Stephen Komie, Chicago attorney for Cara Ringland who launched the case against Towne’s team, says Towne puts himself and the county at risk of civil lawsuits by operating the SAFE team.
“The county attorney loses all immunity if they kill somebody out on the highway,” he said, emphasizing Towne is at risk because his position is not to be a law “enforcer.”
“The state’s attorney’s duty is to provide a check and balance on law enforcement for the protection of citizens,” Komie said. “If the state’s attorney is the chief of police, there is no one to protect the people from the excesses and mistakes of the law enforcement officers.”
“The (3rd District Appellate) court followed the law as made by the General Assembly that does not authorize a highway patrol operated by a state’s attorney, issuing citations and warnings to motorists on the highways,” he continued.
Komie says you don’t even see scenarios like this on TV in “Law and Order.” “Jack never becomes the chief of police, he’s always the district attorney.”
Belt and suspenders
Towne said the SAFE team is unique, but not illegal, due in large part to how the officers are sworn.
When team members operate, they do so within the jurisdictions of local police departments.
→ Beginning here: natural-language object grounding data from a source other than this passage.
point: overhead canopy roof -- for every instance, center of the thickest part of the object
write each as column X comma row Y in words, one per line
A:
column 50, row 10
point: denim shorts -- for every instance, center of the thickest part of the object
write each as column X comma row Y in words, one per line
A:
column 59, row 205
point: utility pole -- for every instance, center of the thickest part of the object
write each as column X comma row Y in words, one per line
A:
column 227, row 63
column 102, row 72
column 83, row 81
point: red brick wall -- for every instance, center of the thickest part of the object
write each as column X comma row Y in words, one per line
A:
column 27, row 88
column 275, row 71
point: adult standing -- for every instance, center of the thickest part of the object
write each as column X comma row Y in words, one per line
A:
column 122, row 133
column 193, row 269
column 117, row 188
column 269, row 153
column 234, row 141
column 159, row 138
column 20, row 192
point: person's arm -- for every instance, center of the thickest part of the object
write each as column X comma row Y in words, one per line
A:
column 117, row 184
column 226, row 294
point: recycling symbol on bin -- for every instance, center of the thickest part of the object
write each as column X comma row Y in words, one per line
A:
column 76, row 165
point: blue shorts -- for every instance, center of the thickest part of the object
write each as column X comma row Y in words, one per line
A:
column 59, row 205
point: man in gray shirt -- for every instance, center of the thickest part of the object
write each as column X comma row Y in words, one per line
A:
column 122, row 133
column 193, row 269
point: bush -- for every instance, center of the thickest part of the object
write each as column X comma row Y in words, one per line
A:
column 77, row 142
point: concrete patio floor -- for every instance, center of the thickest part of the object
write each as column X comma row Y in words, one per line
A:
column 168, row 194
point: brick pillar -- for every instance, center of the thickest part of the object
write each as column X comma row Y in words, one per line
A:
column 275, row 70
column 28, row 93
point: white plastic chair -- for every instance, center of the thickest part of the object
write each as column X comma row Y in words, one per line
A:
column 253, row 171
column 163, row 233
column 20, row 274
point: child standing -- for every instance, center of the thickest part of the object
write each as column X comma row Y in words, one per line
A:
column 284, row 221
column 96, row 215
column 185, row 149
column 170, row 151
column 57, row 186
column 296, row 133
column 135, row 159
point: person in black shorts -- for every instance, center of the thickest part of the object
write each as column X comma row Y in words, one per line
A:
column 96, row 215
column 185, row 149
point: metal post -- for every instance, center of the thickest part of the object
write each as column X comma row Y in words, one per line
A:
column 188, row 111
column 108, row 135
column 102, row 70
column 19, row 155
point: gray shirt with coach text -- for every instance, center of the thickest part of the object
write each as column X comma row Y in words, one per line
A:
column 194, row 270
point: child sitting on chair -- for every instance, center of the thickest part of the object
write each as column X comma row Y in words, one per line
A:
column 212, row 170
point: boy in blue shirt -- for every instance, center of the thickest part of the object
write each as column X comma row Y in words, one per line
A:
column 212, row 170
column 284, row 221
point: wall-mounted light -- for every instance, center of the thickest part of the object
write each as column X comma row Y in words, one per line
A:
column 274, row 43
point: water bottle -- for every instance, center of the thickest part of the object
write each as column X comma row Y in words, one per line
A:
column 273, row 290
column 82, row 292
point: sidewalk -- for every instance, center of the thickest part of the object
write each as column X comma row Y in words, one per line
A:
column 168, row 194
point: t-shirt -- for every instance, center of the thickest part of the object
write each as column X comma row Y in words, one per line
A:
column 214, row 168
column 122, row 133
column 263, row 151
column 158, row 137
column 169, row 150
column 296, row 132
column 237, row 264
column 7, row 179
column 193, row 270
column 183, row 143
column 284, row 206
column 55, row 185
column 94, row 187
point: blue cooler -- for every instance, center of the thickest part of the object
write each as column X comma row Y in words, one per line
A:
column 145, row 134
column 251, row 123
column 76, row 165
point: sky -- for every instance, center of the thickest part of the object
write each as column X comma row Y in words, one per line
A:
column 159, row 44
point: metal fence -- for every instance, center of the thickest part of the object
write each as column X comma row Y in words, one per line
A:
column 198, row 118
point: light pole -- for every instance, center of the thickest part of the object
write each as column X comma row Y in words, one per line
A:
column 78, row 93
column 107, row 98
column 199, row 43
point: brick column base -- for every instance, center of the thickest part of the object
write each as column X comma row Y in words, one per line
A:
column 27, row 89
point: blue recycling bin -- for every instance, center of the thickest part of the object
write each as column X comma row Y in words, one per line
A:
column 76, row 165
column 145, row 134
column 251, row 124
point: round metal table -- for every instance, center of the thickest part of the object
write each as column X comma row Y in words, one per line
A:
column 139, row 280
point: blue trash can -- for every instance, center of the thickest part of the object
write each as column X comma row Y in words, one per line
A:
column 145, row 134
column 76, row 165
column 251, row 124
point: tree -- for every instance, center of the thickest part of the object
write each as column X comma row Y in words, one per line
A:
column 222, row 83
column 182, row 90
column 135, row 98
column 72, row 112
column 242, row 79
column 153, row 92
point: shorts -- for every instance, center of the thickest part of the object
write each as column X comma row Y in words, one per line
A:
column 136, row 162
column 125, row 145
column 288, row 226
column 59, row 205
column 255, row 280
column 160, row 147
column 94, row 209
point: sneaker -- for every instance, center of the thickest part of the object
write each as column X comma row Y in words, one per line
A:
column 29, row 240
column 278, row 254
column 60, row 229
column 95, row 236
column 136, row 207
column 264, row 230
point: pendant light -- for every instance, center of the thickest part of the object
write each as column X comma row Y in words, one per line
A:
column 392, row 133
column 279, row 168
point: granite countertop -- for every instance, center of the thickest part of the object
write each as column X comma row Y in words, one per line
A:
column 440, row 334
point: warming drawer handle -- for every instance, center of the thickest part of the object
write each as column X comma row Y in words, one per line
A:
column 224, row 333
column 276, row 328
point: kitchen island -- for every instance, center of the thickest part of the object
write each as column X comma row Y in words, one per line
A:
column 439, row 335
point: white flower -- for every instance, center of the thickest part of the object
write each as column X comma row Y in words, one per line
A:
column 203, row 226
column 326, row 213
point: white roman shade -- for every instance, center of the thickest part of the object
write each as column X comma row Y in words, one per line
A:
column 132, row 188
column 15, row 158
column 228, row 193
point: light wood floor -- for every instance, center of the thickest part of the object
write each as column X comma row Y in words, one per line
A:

They also are not only sworn by Towne, but also sworn by the local police chief of the area of jurisdiction they are working in.
For example, when the SAFE team partners with the city of La Salle, they are doing so to patrol strictly the areas of Interstate 80 and Interstate 39 that run through the city’s jurisdiction. Before the start of operations, La Salle police chief Rob Uranich swears in the SAFE Team officers.
“We do that as a belt and suspenders approach to make absolutely certain we were operating under the law,” Towne said.
The SAFE team’s future
Attorney Louis Bertrand of La Salle represented Pirro and Flynn in their cases and shared the news of the Appellate Court ruling with them.
“I get calls from them every day. I told them they should be overjoyed with the court’s opinion. All of them were looking at certain prison time, had this evidence not been suppressed and had this decision not upheld the county court’s ruling,” Bertrand said.
“I believe it’s an unequivocal, very forceful opinion,” Bertrand continued, calling it “a clear indication that what the state was involved in on the interstate … was clearly not authorized by

this statute.”
However, Bertrand said he advised his clients that he expected Towne to file an appeal.
“I do not know if the supreme court will accept this case as one they will listen to, but if they do, I expect the same outcome,” Bertrand said.
The Illinois Supreme Court will not reconvene until the fall.
In the meantime, Towne said the success of the SAFE Team — which has taken $8 million of drugs, cash and valuables off the street, along with a member of al-Qaida, a Russian mobster and a Seattle-based murderer — and his assertion that it is legal, means it will continue to operate during the appeals process.
“We are needed and we will be out there and continue to do our job,” he said.